A mulher vítima de violência psicológica, moral, econômica e até sexual, acaba fazendo acordo, pois está cansada. Cansada de lutar, exausta psicologicamente, exaurida economicamente, exausta fisicamente. Todas as mulheres, a mulher pobre, a mulher negra, a mulher branca, a mulher sozinha, a mulher trabalhadora, são todas violadas constantemente no seu dia a dia, nas suas vivências e convivências.
Há tempos colecionamos diferentes relatos, muito similares aos de Débora. Muitos casos concatenados, embora cada um guarde a sua singularidade. São muitas as redes que nos conectam. Neste caso, elas se calaram por oito meses. Mas, quando gritaram, a voz dessas mulheres chamou outras vozes. Não é mais possível viver em um país no qual o Sistema de Justiça dá voz, protege e legitima o agressor, fazendo com que a vítima seja violada ainda mais, durante o processo.
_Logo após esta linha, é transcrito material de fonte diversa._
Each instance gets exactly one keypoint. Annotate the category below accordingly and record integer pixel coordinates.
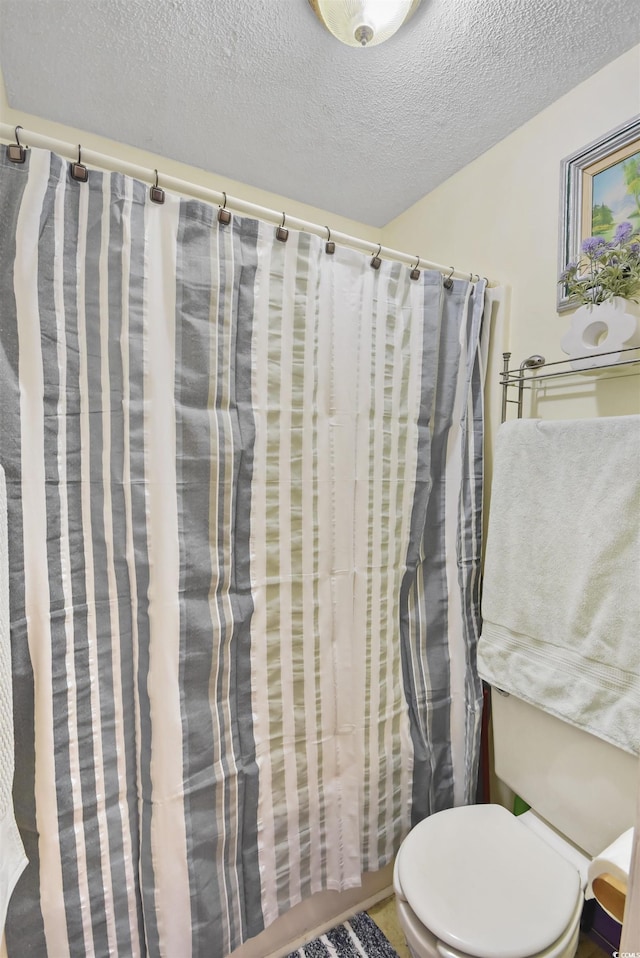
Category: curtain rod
(114, 164)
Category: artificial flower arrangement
(606, 269)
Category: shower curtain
(245, 494)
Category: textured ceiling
(258, 91)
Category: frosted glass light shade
(363, 22)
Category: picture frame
(594, 195)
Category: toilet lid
(485, 884)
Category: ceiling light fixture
(363, 23)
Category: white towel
(12, 856)
(561, 601)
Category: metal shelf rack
(528, 372)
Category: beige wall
(499, 216)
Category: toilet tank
(581, 785)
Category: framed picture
(600, 188)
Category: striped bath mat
(359, 937)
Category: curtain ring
(156, 192)
(329, 246)
(16, 152)
(78, 170)
(282, 234)
(224, 216)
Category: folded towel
(561, 600)
(12, 856)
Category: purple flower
(622, 233)
(592, 245)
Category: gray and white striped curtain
(245, 492)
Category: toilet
(478, 882)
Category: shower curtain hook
(156, 192)
(224, 216)
(282, 234)
(329, 246)
(78, 170)
(15, 151)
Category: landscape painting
(616, 197)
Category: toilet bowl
(475, 882)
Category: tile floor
(386, 919)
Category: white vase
(604, 328)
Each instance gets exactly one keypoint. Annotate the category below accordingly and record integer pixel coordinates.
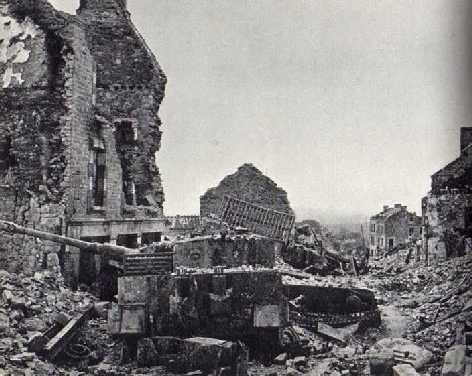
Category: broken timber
(257, 219)
(61, 340)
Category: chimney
(466, 137)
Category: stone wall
(209, 251)
(456, 174)
(445, 213)
(130, 89)
(68, 81)
(32, 128)
(233, 305)
(248, 184)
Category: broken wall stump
(454, 361)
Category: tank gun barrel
(110, 249)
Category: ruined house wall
(445, 212)
(130, 88)
(456, 174)
(207, 252)
(44, 107)
(396, 227)
(248, 184)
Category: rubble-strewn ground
(422, 304)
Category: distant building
(393, 226)
(447, 209)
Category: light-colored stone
(419, 356)
(454, 361)
(404, 370)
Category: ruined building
(247, 184)
(447, 209)
(393, 226)
(79, 129)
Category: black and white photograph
(235, 187)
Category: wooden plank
(59, 342)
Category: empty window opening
(129, 190)
(151, 237)
(128, 132)
(7, 160)
(98, 185)
(128, 240)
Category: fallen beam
(61, 340)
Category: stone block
(267, 316)
(454, 361)
(381, 364)
(146, 355)
(404, 370)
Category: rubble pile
(435, 299)
(29, 306)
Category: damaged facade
(447, 209)
(247, 184)
(392, 227)
(79, 129)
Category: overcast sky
(347, 105)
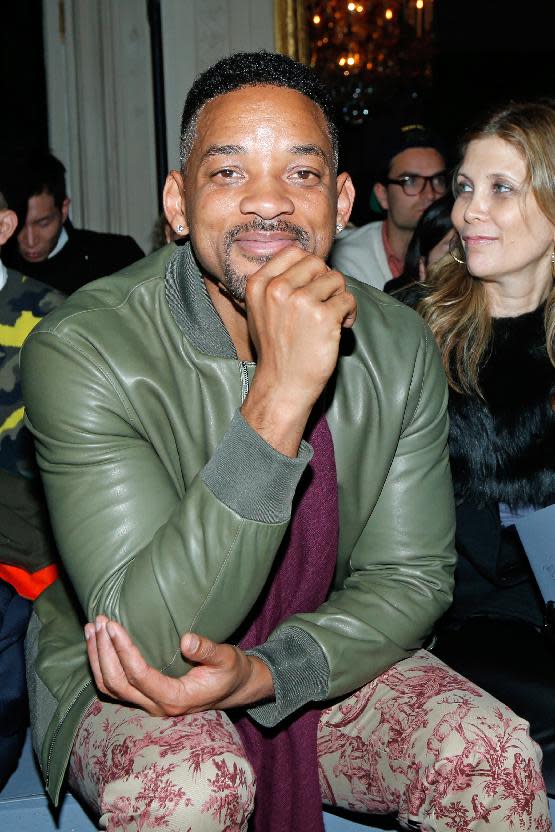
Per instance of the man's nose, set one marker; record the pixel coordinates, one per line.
(267, 198)
(28, 235)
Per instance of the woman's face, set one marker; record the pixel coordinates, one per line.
(503, 231)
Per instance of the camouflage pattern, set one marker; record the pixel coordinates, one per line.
(23, 302)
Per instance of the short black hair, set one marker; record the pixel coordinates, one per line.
(250, 69)
(432, 227)
(29, 175)
(395, 137)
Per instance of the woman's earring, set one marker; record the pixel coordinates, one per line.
(452, 243)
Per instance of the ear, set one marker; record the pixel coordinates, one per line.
(380, 192)
(65, 208)
(8, 224)
(174, 203)
(345, 198)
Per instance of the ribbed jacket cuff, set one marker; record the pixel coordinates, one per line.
(299, 670)
(252, 478)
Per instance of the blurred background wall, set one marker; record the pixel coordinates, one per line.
(78, 75)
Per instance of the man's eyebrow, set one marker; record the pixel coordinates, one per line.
(309, 150)
(222, 150)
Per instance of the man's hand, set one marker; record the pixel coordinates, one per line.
(223, 676)
(296, 309)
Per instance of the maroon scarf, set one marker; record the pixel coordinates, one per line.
(284, 759)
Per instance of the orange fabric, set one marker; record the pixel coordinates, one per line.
(28, 585)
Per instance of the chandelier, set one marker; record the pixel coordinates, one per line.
(370, 50)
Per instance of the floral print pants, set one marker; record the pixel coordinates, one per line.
(420, 741)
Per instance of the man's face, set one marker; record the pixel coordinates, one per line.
(43, 225)
(404, 211)
(260, 177)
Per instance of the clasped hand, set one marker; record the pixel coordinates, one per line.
(223, 676)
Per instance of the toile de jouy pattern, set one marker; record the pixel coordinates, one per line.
(419, 741)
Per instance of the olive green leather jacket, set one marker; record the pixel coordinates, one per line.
(168, 509)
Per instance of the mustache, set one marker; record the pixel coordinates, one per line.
(299, 234)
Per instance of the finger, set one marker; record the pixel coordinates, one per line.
(145, 681)
(294, 264)
(90, 636)
(345, 307)
(324, 286)
(204, 651)
(113, 674)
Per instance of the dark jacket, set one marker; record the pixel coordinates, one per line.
(86, 256)
(502, 449)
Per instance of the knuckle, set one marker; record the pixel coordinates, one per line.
(278, 289)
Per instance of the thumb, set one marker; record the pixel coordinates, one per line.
(200, 649)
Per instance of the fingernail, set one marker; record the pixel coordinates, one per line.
(193, 643)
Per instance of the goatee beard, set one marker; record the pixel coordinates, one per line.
(236, 283)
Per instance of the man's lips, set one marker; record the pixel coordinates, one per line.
(478, 240)
(257, 243)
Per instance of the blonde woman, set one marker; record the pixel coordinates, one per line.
(491, 307)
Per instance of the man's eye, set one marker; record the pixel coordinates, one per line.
(306, 175)
(225, 173)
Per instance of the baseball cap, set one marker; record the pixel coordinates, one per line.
(394, 138)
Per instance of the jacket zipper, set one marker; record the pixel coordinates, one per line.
(244, 380)
(57, 731)
(244, 391)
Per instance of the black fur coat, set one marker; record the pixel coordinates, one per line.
(502, 447)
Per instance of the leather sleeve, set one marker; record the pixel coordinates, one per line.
(402, 565)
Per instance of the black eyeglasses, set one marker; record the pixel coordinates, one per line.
(413, 183)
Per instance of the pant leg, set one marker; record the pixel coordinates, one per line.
(423, 742)
(182, 774)
(515, 663)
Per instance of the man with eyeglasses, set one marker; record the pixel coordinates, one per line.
(411, 175)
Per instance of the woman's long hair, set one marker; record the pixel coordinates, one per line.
(456, 307)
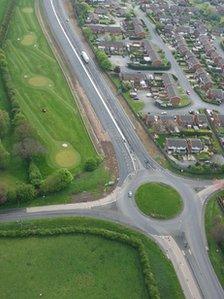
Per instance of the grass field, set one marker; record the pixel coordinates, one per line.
(41, 85)
(216, 255)
(87, 266)
(78, 266)
(158, 200)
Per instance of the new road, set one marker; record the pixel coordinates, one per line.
(191, 261)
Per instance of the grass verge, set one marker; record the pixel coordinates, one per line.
(216, 255)
(158, 200)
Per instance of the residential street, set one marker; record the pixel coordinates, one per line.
(183, 238)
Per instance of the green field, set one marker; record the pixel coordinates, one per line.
(216, 255)
(158, 200)
(41, 85)
(80, 266)
(3, 6)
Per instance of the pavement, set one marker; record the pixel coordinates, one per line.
(190, 261)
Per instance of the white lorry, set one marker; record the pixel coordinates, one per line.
(85, 57)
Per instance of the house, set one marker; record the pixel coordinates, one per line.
(139, 31)
(185, 121)
(218, 120)
(170, 88)
(203, 78)
(152, 53)
(193, 63)
(195, 145)
(216, 94)
(176, 146)
(201, 121)
(133, 77)
(112, 47)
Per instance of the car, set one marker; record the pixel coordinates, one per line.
(130, 194)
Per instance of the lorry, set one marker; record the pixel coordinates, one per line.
(85, 57)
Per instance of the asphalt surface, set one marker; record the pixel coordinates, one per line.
(186, 229)
(197, 103)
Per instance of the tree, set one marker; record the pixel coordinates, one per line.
(4, 123)
(4, 157)
(23, 130)
(28, 148)
(22, 193)
(35, 176)
(3, 196)
(91, 165)
(218, 233)
(57, 181)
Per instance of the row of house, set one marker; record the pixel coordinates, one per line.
(211, 51)
(178, 122)
(171, 89)
(183, 146)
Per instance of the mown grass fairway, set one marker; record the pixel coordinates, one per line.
(42, 86)
(158, 200)
(76, 266)
(216, 255)
(91, 267)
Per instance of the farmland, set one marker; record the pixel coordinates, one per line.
(80, 264)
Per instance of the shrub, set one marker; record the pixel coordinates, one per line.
(4, 123)
(91, 164)
(3, 195)
(22, 193)
(57, 181)
(35, 176)
(4, 157)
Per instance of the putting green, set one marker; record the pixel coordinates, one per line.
(67, 157)
(29, 39)
(27, 9)
(39, 81)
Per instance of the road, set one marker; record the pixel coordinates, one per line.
(197, 103)
(192, 265)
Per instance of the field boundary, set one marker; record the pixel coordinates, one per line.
(149, 278)
(63, 66)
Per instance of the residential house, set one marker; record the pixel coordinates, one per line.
(203, 78)
(170, 88)
(185, 121)
(176, 146)
(195, 145)
(152, 53)
(112, 47)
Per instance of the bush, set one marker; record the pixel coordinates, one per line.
(4, 157)
(3, 195)
(22, 193)
(4, 123)
(56, 182)
(111, 235)
(35, 176)
(91, 164)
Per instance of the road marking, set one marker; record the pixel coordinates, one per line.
(88, 75)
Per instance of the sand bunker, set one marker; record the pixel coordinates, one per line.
(29, 39)
(67, 157)
(27, 9)
(39, 81)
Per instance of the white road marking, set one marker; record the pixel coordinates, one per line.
(88, 75)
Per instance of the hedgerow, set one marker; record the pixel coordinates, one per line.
(114, 236)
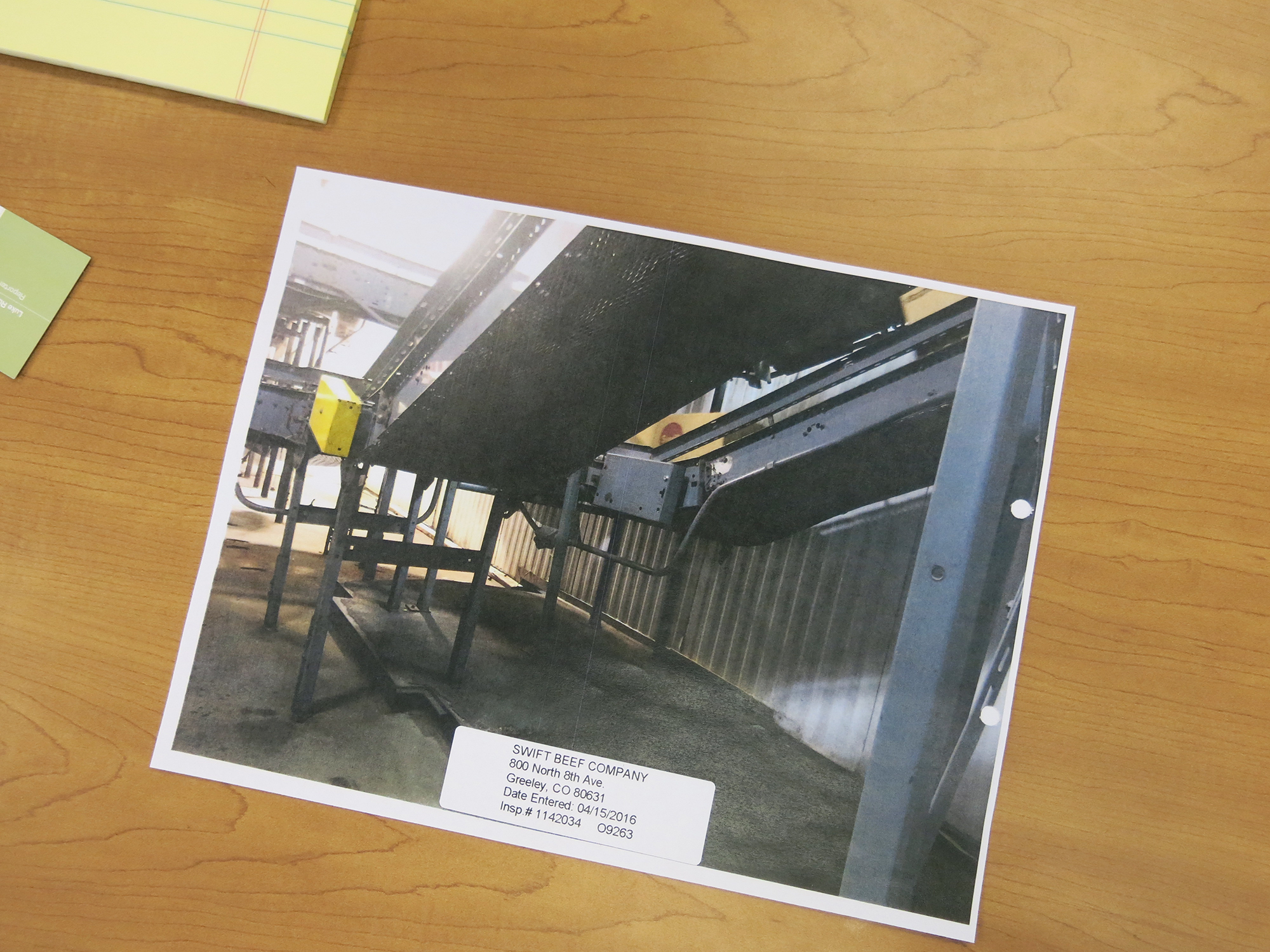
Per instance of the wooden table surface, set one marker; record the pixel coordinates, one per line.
(1108, 154)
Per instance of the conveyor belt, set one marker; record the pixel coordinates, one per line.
(617, 333)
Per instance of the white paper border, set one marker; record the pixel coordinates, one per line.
(305, 187)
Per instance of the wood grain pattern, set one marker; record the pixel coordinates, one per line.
(1102, 152)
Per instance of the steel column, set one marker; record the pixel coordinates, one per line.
(439, 539)
(352, 478)
(943, 641)
(289, 533)
(269, 473)
(606, 573)
(467, 631)
(382, 508)
(289, 466)
(561, 549)
(412, 522)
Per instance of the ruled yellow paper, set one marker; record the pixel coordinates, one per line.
(280, 55)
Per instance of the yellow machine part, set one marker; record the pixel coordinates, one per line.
(923, 302)
(676, 426)
(335, 415)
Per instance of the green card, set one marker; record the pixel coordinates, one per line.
(37, 272)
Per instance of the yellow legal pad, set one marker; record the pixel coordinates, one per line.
(280, 55)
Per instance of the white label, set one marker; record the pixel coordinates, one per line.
(577, 795)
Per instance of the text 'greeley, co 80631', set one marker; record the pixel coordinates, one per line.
(577, 795)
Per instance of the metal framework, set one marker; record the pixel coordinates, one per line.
(979, 379)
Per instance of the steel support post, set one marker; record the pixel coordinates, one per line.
(289, 467)
(477, 593)
(606, 573)
(352, 476)
(943, 640)
(672, 593)
(412, 522)
(561, 549)
(267, 485)
(382, 508)
(439, 539)
(289, 533)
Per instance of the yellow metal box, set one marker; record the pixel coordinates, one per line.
(335, 415)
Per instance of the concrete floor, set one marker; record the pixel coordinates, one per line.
(782, 812)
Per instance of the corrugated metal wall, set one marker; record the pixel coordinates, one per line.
(806, 625)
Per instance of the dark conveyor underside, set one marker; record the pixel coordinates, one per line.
(615, 334)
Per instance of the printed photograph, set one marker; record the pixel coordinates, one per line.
(678, 555)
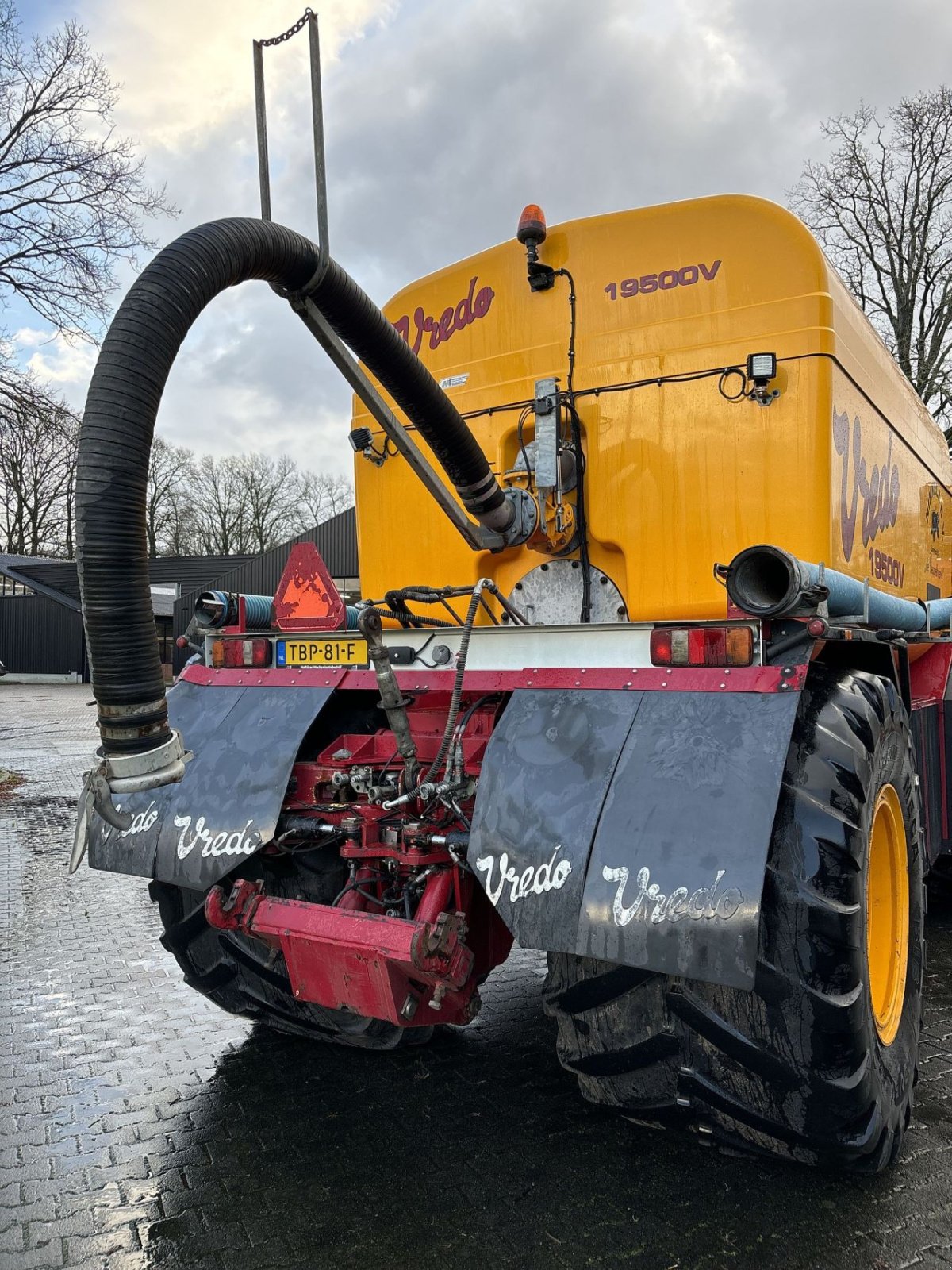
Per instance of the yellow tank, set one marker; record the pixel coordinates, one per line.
(846, 467)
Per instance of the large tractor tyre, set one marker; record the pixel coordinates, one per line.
(818, 1064)
(245, 977)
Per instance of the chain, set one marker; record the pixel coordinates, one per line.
(291, 32)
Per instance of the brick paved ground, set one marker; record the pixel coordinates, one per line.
(143, 1128)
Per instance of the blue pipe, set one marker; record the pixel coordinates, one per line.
(217, 609)
(768, 582)
(848, 597)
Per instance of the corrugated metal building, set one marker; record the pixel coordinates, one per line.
(41, 625)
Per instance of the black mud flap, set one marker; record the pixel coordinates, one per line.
(634, 827)
(228, 804)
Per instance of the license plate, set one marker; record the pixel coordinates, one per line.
(321, 652)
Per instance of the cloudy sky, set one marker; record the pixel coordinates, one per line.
(443, 118)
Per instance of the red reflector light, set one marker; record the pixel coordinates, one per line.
(234, 653)
(702, 645)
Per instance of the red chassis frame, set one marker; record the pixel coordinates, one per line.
(420, 972)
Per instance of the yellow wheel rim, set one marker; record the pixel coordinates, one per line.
(888, 914)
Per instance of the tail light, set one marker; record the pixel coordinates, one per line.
(241, 652)
(702, 645)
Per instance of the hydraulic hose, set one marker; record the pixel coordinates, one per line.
(118, 422)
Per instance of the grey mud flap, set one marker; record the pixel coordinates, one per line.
(634, 827)
(228, 804)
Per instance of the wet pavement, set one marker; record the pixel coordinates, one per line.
(143, 1128)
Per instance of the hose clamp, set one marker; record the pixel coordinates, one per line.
(125, 774)
(131, 774)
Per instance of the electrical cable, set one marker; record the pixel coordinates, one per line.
(628, 385)
(582, 522)
(520, 427)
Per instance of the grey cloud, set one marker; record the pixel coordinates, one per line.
(444, 121)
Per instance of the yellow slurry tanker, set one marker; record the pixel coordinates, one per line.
(651, 671)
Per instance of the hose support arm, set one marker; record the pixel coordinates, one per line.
(116, 442)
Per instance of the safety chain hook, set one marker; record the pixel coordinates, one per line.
(287, 35)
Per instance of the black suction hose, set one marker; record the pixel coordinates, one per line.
(118, 422)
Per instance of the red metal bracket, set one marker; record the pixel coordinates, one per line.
(409, 973)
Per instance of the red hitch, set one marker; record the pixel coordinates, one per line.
(408, 973)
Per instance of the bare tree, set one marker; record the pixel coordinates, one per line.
(73, 197)
(319, 497)
(270, 491)
(37, 465)
(221, 525)
(169, 498)
(881, 206)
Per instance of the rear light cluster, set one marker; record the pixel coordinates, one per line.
(241, 652)
(702, 645)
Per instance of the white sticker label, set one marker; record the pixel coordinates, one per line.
(651, 903)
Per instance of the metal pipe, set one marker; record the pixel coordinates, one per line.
(319, 152)
(768, 582)
(391, 698)
(262, 126)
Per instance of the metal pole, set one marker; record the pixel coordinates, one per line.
(263, 177)
(319, 156)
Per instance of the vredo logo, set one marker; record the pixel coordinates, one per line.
(473, 306)
(876, 487)
(651, 903)
(238, 844)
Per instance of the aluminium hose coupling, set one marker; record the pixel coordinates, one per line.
(125, 774)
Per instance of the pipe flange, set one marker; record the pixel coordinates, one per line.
(524, 518)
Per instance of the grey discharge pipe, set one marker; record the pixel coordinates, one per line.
(117, 436)
(768, 582)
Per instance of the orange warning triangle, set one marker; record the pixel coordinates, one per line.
(306, 598)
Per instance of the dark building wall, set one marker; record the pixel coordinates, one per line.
(40, 637)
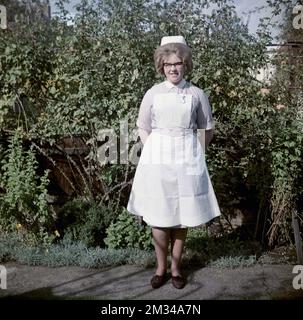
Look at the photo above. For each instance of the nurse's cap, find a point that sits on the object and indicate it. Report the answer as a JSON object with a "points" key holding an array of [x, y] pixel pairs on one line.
{"points": [[173, 39]]}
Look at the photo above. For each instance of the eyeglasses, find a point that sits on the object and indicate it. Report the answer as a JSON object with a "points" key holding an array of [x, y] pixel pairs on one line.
{"points": [[170, 65]]}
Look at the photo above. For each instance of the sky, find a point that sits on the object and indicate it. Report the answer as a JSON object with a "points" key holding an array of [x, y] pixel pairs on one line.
{"points": [[243, 7]]}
Não é preciso morrer para existir como vítima. Não aguentamos mais ver os números crescerem nas estatísticas de feminicídio. Parem de nos matar! Parem de nos calar. A partir de agora, estamos juntas, pela observância rigorosa da Lei Maria da Penha, pela aplicação da Lei da Alienação Parental sem o viés de gênero, ou seja, contra as mulheres, e pela atuação do Judiciário sem os ranços do patriarcado e do machismo, que permite a perpetuação da violência contra a mulher.
Vale dizer que no decorrer da semana, a vítima teve novamente concedida a Medida Protetiva, após apoio da Casa da Mulher Brasileira. Estaremos alertas e atentas para que seja permitida a ela a escolha de onde morar e como recomeçar sua vida, e para que esse processo não se estenda mais do que o necessário.